The Lynchburg, Va., company partnered with Bechtel and Honeywell in Savannah River EcoManagement, which last fall initially won a 10-year, $4.7 billion contract to take over the work. It resubmitted its bid in the second quarter after the Government Accountability Office in February upheld a protest from an AECOM-CH2M team that had competed for the deal.
The Energy Department is considering revised bids from all three original teams. The third is a Fluor-Westinghouse partnership.
“We still continue to expect a decision on that contract by the end of September of this year and we remain optimistic about the pipeline of future bids [for other DOE work],” David Black, BWXT senior vice president and chief financial officer, said Tuesday during the company’s quarterly earnings call with financial analysts.
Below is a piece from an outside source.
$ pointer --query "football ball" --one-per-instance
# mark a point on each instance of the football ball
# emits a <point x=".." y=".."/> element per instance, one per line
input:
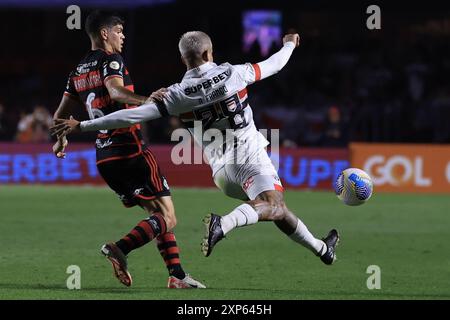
<point x="353" y="186"/>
The company had built the Savannah River Site liquid business into its income projections for 2018 prior to the successful protest being filed, said BWXT President and CEO Rex Geveden. The protest is effectively delaying the eventual award by nearly a year from October 2017 to September 2018, the CEO said.
The second DOE bid award would be followed by a 90-day transition from current contractor Savannah River Remediation, of which BWXT is a member, Geveden noted. Revenue from the BWXT-led EcoManagement liquid waste contract would not make a real impact on the balance sheet until 2019.
BWXT is also a junior member of the Battelle-led team that in April scored a five-year, $5 billion management contract extension at the Idaho National Laboratory. The extension keeps the venture at INL through September 2024. Likewise, Newport News Nuclear BWXT-Los Alamos (N3B) in April assumed the $1.4 billion, 10-year contract for legacy cleanup at the Los Alamos National Laboratory in New Mexico.